Gagnon a été, dans les paroisses du sud de Montréal, l’un de ces hommes, de ces chefs populaires.

Lucien Gagnon prit part de bonne heure à l’agitation populaire. Il était à la grande assemblée de Saint-Charles, et il en revint plus ardent que jamais, et convaincu qu’il fallait pousser la résistance jusqu’à l’insurrection.

Il parcourut Saint-Valentin et les paroisses environnantes, répandit partout les sentiments qui l’animaient, et engagea la population à se préparer à la lutte.

Les chefs de l’insurrection s’enfuyant aux États-Unis après la bataille de Saint-Charles, s’arrêtèrent à la Pointe-à-la-Mule, virent Gagnon et l’engagèrent à les suivre pour éviter la vengeance des bureaucrates, et aviser aux moyens de prendre leur revanche. Arrivés à Swanton, état de Vermont, ils délibérèrent et décidèrent qu’il fallait rentrer au Canada, les armes à la main. Papineau et O’Callaghan, qu’ils avaient rencontrés, les avaient convaincus que Wolfred Nelson, le vainqueur de Saint-Denis, les attendait à Saint-Césaire, à la tête d’un corps considérable d’insurgés.

Comme les patriotes réfugiés à Swanton n’étaient pas assez nombreux pour faire une pareille incursion, Gagnon s’offrit d’aller au Canada faire une levée d’hommes. C’était une entreprise hardie, dangereuse.
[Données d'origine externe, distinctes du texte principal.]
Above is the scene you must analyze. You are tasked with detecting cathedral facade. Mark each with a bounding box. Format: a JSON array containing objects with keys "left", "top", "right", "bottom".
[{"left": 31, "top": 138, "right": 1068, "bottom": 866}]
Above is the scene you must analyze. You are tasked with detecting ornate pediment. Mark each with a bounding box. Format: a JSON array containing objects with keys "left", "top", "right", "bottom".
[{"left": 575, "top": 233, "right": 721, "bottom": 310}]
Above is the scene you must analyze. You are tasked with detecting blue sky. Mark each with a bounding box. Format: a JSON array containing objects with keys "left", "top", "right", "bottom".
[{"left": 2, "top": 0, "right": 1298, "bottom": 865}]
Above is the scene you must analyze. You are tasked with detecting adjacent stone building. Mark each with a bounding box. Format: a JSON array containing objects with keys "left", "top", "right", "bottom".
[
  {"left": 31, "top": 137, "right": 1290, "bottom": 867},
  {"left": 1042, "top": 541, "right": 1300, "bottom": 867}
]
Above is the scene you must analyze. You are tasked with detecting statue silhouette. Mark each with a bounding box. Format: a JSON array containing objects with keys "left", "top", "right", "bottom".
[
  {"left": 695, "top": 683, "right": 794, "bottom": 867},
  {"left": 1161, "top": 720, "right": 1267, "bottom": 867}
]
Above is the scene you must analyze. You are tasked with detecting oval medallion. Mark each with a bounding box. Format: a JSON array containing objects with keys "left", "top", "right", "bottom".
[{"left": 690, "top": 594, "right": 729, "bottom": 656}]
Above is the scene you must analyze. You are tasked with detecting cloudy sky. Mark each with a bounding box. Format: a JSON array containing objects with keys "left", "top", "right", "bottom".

En traversant les lignes et en revenant à la tête d’une troupe aux États-Unis, il courait le risque d’être arrêté par les forces anglaises qui gardaient la frontière, ou par les autorités américaines, pour violation des lois de la neutralité.

Gagnon n’hésita pas pourtant ; il partit, entra de nuit sur le sol canadien, parcourut la Pointe-à-la-Mule et les paroisses environnantes, souleva les gens, et parvint à organiser une troupe de cinquante hommes déterminés comme lui.